Flovilla (Udc), più contaminazione tra riformismi

“Il dibattito al centro della verifica alla Regione per rispondere alle crescenti aspettative della società civile ha bisogno innanzitutto di più contaminazione tra il riformismo cattolico e il riformismo espressione della sinistra democratica”. E’ quanto sostiene il vice coordinatore regionale dell’Udc Antonio Flovilla.
“C’è su quest’aspetto un intreccio molto stretto su quanto accade a livello nazionale. In queste ultime settimane, anche a seguito della crisi politica, sociale, economica e morale che sta attraversando il nostro Paese, e soprattutto dopo la fiducia parlamentare al Governo Monti, si è aperto un discorso interessate sul ruolo che i cattolici dovrebbero assumere per il bene dell’Italia e della democrazia. Si sono moltiplicati gli incontri, le occasioni, si sono date molte interpretazioni, suscitati confronti ma anche speranze. Ma – aggiunge – si è affermato soprattutto un principio che è sempre più indispensabile riappropriarsi di luoghi di pensiero, ricerca e proposte per costruire le condizioni per la Buona politica e il Bene comune sia per governare il Paese che i territori e le autonomie locali.
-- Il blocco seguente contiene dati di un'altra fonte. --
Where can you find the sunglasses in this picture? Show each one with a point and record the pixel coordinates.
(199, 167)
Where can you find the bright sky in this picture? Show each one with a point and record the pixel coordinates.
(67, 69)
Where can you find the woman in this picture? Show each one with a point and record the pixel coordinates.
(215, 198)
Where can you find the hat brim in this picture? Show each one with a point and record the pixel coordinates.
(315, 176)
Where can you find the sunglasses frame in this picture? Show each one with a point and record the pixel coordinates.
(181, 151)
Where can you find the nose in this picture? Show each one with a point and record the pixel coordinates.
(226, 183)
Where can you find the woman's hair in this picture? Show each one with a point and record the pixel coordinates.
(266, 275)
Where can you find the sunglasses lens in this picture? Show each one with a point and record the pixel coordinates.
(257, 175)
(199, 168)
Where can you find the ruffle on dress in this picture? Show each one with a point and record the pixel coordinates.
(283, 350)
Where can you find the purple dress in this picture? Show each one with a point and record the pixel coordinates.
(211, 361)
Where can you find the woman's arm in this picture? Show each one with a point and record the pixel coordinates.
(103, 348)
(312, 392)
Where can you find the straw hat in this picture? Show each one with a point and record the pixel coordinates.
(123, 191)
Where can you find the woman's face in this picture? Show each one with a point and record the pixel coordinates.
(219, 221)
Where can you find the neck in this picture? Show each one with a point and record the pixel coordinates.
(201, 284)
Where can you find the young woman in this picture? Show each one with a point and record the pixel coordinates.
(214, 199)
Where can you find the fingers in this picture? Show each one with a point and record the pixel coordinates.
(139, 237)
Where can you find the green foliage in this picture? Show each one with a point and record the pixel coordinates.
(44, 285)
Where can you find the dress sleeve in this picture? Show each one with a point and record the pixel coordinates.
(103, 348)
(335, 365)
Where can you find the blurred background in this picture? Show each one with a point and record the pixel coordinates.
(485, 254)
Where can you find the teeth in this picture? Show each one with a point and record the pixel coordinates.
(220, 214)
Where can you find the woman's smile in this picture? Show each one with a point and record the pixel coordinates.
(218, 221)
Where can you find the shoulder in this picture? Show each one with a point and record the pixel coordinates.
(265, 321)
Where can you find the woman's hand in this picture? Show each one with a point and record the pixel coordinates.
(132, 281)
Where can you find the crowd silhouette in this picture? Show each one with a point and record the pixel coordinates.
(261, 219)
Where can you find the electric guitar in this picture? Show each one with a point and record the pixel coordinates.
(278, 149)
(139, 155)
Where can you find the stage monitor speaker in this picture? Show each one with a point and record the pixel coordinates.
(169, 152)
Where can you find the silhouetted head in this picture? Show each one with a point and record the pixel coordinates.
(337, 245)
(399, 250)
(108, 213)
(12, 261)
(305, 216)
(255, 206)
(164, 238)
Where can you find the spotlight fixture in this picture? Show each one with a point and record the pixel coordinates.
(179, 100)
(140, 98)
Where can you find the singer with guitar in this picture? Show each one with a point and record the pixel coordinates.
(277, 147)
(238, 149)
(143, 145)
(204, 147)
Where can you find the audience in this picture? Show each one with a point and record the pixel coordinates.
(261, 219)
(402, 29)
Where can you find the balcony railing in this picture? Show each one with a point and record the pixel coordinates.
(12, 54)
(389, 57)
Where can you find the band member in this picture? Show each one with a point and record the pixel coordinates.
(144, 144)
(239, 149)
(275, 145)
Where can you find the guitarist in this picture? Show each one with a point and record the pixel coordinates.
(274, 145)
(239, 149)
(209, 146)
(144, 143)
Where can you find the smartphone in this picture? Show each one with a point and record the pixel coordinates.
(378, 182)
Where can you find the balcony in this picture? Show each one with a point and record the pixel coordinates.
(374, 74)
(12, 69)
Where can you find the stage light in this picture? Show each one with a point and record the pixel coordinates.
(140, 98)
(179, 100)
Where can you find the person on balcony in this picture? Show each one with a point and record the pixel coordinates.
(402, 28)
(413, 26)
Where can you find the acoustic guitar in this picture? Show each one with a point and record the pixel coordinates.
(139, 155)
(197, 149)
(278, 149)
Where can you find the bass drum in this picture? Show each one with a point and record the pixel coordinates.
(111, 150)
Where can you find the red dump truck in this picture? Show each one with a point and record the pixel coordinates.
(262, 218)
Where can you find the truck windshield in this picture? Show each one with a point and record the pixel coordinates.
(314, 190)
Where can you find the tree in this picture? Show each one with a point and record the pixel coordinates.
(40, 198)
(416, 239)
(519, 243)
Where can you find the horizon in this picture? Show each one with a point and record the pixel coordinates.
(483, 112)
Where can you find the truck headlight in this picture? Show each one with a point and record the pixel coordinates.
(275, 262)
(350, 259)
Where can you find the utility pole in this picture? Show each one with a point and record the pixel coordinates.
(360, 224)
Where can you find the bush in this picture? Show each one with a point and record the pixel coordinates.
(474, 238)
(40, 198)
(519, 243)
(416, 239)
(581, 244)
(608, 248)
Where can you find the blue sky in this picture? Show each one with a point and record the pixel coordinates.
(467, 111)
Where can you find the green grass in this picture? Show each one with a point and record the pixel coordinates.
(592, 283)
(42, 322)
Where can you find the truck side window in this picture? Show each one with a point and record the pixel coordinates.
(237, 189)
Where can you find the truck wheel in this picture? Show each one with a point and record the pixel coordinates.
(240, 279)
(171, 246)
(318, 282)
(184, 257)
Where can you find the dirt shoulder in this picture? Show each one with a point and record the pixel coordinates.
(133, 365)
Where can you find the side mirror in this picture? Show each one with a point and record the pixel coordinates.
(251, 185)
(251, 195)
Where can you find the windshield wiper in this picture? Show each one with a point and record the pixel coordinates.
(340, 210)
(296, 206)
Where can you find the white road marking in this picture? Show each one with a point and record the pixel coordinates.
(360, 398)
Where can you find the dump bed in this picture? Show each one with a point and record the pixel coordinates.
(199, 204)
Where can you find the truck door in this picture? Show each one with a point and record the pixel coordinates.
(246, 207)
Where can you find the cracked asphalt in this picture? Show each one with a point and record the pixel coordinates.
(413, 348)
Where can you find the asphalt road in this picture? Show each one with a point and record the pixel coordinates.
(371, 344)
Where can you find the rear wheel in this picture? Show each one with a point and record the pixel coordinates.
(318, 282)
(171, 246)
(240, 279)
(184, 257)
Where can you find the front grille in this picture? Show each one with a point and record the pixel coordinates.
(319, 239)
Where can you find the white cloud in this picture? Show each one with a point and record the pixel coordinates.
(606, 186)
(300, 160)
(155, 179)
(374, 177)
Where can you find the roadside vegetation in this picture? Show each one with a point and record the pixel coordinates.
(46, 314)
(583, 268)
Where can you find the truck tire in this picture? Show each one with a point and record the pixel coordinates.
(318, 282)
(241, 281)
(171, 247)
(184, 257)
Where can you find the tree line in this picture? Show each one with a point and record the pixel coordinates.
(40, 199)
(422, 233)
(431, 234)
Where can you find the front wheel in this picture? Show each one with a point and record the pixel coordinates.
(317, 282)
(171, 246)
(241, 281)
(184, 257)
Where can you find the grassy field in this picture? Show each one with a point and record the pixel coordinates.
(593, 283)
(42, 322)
In questo ragionamento – continua il vice coordinatore dell’Udc – c’è l’esigenza di più contaminazione di riformismo cattolico con quello della sinistra democratica, quale strumento politico per aiutare la classe politica e dirigente della nostra regione a fare di più e meglio, e, nello specifico il Pd lucano che sta attraverso una fase problematica proprio nel rapporto tra le due aree storiche di riferimento (sinistra e cattolico-democratica) a superare le difficoltà, per tornare a svolgere la funzione centrale di governo regionale che gli elettori gli hanno affidato.
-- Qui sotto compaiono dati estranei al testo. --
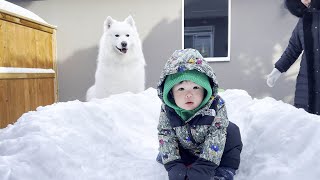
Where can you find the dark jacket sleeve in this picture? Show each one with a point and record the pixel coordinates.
(293, 50)
(233, 148)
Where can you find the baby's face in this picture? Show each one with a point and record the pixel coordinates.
(188, 95)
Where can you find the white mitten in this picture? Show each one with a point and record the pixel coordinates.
(273, 77)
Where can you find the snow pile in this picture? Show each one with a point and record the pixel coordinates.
(116, 138)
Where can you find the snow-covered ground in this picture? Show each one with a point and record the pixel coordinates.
(116, 138)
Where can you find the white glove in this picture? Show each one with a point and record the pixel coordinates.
(273, 77)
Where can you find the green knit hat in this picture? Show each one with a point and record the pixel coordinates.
(190, 75)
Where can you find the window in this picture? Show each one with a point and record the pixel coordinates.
(206, 27)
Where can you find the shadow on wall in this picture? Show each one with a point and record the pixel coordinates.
(158, 46)
(254, 37)
(76, 74)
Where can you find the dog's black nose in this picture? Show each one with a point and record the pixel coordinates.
(124, 44)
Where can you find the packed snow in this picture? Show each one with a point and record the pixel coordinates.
(116, 138)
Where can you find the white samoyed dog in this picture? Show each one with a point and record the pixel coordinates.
(120, 63)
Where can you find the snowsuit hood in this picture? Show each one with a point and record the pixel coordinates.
(184, 60)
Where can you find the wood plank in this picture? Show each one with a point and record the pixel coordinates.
(25, 21)
(26, 75)
(18, 96)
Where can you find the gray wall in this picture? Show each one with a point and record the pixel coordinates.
(259, 33)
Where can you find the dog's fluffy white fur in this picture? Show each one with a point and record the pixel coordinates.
(120, 63)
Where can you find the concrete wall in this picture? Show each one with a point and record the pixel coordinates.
(259, 33)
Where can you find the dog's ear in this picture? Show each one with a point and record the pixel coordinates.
(130, 21)
(108, 22)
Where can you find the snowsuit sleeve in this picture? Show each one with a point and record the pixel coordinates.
(293, 50)
(168, 142)
(215, 141)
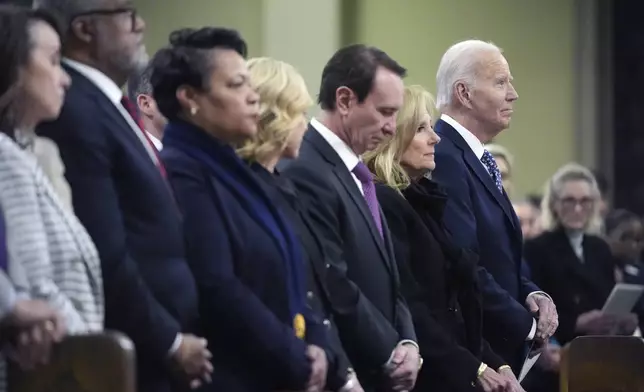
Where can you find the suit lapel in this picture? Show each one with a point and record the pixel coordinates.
(475, 165)
(582, 269)
(345, 178)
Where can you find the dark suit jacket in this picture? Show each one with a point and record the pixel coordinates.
(371, 314)
(241, 277)
(575, 287)
(127, 208)
(318, 298)
(481, 218)
(440, 285)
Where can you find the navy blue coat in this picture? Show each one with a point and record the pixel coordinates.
(480, 218)
(241, 276)
(127, 208)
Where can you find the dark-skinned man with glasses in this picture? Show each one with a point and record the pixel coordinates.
(121, 196)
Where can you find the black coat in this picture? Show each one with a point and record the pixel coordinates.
(440, 285)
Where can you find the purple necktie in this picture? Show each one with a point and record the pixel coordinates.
(4, 262)
(368, 188)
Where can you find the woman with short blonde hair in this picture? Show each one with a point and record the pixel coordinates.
(553, 199)
(283, 103)
(385, 161)
(571, 262)
(438, 280)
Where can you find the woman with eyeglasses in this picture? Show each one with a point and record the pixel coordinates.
(571, 262)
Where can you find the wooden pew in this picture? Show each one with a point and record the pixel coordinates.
(603, 364)
(91, 363)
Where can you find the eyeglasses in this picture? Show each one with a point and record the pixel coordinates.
(133, 14)
(571, 202)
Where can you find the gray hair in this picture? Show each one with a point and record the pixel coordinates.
(459, 64)
(66, 10)
(569, 172)
(139, 83)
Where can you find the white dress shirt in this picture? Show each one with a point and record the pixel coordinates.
(350, 160)
(478, 149)
(346, 154)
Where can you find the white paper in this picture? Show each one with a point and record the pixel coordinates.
(529, 362)
(623, 298)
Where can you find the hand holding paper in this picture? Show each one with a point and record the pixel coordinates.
(546, 315)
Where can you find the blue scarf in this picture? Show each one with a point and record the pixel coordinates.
(222, 162)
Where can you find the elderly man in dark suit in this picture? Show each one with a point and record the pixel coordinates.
(120, 195)
(475, 96)
(360, 94)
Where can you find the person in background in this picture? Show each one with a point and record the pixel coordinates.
(571, 260)
(283, 102)
(121, 197)
(624, 232)
(245, 255)
(476, 98)
(44, 249)
(360, 94)
(140, 91)
(505, 162)
(528, 216)
(46, 243)
(438, 279)
(604, 187)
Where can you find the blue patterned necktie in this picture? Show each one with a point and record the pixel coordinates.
(493, 169)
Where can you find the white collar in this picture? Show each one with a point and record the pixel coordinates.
(102, 81)
(346, 154)
(475, 144)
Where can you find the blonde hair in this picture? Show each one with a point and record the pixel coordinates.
(283, 101)
(384, 161)
(569, 172)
Per questo, ritengo necessario recuperare e rilanciare l’intesa di maggioranza attesa a nuove prove difficili, tra le quali la tornata di nomine in enti, che non può rappresentare la solita occasione per individuare le “caselle” dei partiti. Attraverso il metodo nuovo del coinvolgimento e della rappresentanza dei territori, si deve praticare la strada della competenza, del merito e della professionalità. Si tratta dunque di procedere a quel cambio di passo che le nostre comunità ci richiedono e che non basta evocare, attraverso un richiamo tutto teorico alla discontinuità, se non come progetto complessivo di cambiamento. Se vogliamo realmente aprire in politica uno scenario nuovo non possiamo avere alcun timore ad accrescere la qualità del confronto puntando al rinnovamento delle classi dirigenti”.